Marquisha Scott, Ph.D. is an Assistant Professor at the Graduate School of Social Work at the University of Denver. She centers her research, teaching, and community engagement on ensuring that community and religious congregations, are equipped to serve their identified communities (e.g., youth, marginalized communities). With a background in macro social work (MSW, Washington University in St. Louis; PhD in Social Welfare, University of Pennsylvania), community organizing and understanding religious congregations as organizations of faith and service (MDiv, Eden Theological Seminary), her work centers religious congregations as social problem solvers. During qualitative research with clergy in Philadelphia, the need to get climate change and ecojustice-based information and resources to local congregations and communities was a core focus for clergy. The Philadelphia-based interviews led to additional research in assessing what clergy and congregations across the United States are doing to bring climate work to the local level. The work with the BTS Center and EcoPreacher is another layer of evidence building to support congregations in bringing climate and environmentally-focused resources to religious congregations. Marquisha is also a collaborator at the Center for Religion and Cities (Baltimore, MD). She travels, goes on long walks, reads, and enjoys life with her husband and daughter.

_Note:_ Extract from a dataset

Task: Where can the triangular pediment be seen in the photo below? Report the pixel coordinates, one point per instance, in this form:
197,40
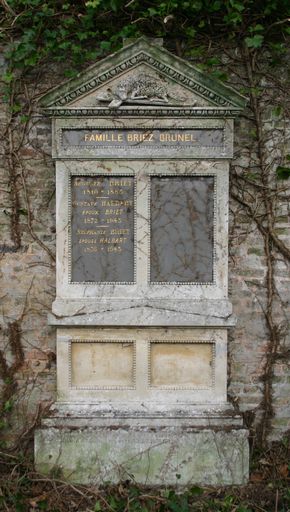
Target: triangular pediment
141,75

Wayne Luther Thompson, Ph.D. is Distinguished Professor Emeritus, Sociology at Carthage College and adjunct professor at Concordia University Wisconsin and Ann Arbor. His doctorate is from University of Connecticut (1991). Professor Thompson's research interests and publications center around congregations, clergy studies, suicide and religion, and human responses to climate change. He also conducts poverty simulations for academic and community based organizations. He is President of the Wisconsin Sociological Association (2024-2025).
Amanda Wilson Harper, Ph.D. (she/her/hers) is an LCSW (Ph.D. 2020, Baylor University) who works as an Assistant Professor, and nationally as an research consultant from a base in North Central Texas. Her work with non-profits, congregations, denominations and other researchers and consultants focuses on congregational engagement in social justice issues, including environmental issues.